May 24th, 2011, 1:12 am #10

Hello again my good friends.

My last post on Saturday I was feeling so happy and upbeat after transferring two blasts and I thank all you ladies for your lovely responses. I returned home today from Czech Rep after a wonderful holiday there and passed through Dublin where we encountered many delays due to the high security around President Obama's visit here. It was quite exciting really because we saw the presidential plane as we landed at the airport and later saw the cavalcade of his special cars and security, all flashing blue lights etc, on their return after he visited his ancestral home in a small village called Moneygall where his grandfathers' grandfather came from - who would have guessed it eh? Of course we didn't see the man himself, since he had taken a helicopter back to Dublin to address an audience there but hey, it was fun to see all the security affair.

Anyway, after all this we arrived home tired but still upbeat. And then I checked my email and there was a brief message from the clinic stating that none of the embryo's made the grade for freezing. I was surprised by how this floored me. I am on the verge of tears, truly. I suppose everything was going so well and the doctor did say they looked good on day 5 and were compacted morula's and at the stage of about to transfer to hatching. I allowed myself to get hopeful and I really thought deep down that I would have two frozen yesterday. I feel sad, and annoyed with the clinic. If I had my say, we would have frozen them but the clinic reserve the right to make that decision. And it's too late now to argue the point.

I really wanted a back up plan in case this doesn't work. It's such a huge outlay for a fresh cycle, whereas the frozen cycle is relatively cheap. And now I wonder if the odds of it working will be lower too.
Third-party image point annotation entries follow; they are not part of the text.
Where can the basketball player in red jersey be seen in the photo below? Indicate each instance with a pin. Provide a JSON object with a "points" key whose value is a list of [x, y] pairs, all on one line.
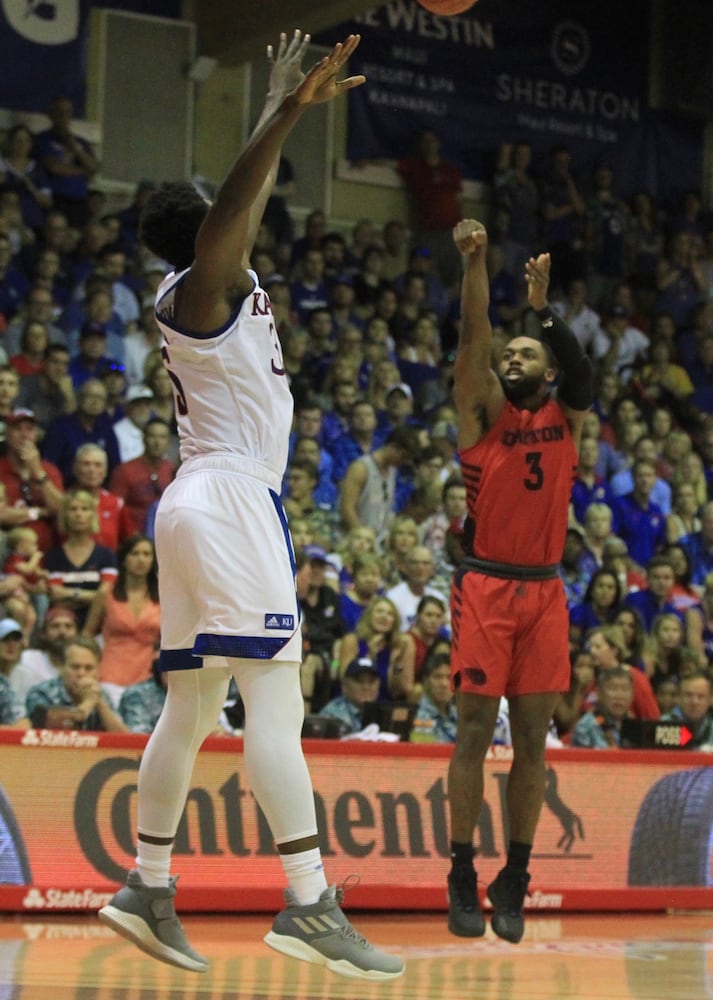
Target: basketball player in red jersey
{"points": [[518, 443]]}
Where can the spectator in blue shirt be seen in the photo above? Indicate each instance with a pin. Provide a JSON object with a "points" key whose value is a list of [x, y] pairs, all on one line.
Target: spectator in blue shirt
{"points": [[360, 685], [141, 704], [699, 546], [622, 482], [639, 521], [68, 160], [657, 598], [588, 486], [14, 286], [694, 710], [89, 424], [600, 729], [436, 719]]}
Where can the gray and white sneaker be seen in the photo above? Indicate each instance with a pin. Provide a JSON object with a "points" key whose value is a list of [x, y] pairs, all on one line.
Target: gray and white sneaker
{"points": [[320, 933], [147, 916]]}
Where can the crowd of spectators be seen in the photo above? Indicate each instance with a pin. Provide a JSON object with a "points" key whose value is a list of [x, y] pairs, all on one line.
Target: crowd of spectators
{"points": [[368, 321]]}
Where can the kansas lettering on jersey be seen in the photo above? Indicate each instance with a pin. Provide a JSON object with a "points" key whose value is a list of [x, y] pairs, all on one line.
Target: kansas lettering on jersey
{"points": [[232, 395], [518, 482]]}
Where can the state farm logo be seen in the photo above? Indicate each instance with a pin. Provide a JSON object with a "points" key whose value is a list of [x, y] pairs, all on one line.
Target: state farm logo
{"points": [[65, 899], [59, 738], [570, 47]]}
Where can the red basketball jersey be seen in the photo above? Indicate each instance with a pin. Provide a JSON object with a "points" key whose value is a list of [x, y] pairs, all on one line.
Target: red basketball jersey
{"points": [[519, 479]]}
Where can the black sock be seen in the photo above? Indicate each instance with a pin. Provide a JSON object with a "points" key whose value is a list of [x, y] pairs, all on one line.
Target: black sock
{"points": [[518, 855], [462, 855]]}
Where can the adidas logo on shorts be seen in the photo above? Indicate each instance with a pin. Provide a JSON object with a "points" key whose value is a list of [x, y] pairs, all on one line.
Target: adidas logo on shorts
{"points": [[274, 620]]}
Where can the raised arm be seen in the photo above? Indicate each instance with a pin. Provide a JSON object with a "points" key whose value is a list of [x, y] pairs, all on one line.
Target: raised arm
{"points": [[477, 392], [575, 390], [223, 239], [286, 74]]}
After all, if those two didn't qualify for freezing, then maybe the two blasts I transferred have stopped developing by now too? Head confused, heart heavy and I have that sinking feeling that this may just have been money we can't afford to lose down the drain. I was on a high and I've come down in one big bump. Maybe it's just to prepare me for that BFN if it comes. Hopefully I'll feel better in the morning.

Thanks ladies for listening.
There being frosties or not has nothing to do with your success of 2 great blasts transferred. Try to keep positive for this cycle. I am so sorry they didn't make it. I'm going to hope for 2 little ones getting cozy in there as we speak.... ((( hugs)))
Btw, cool you got to see the Presidential plane!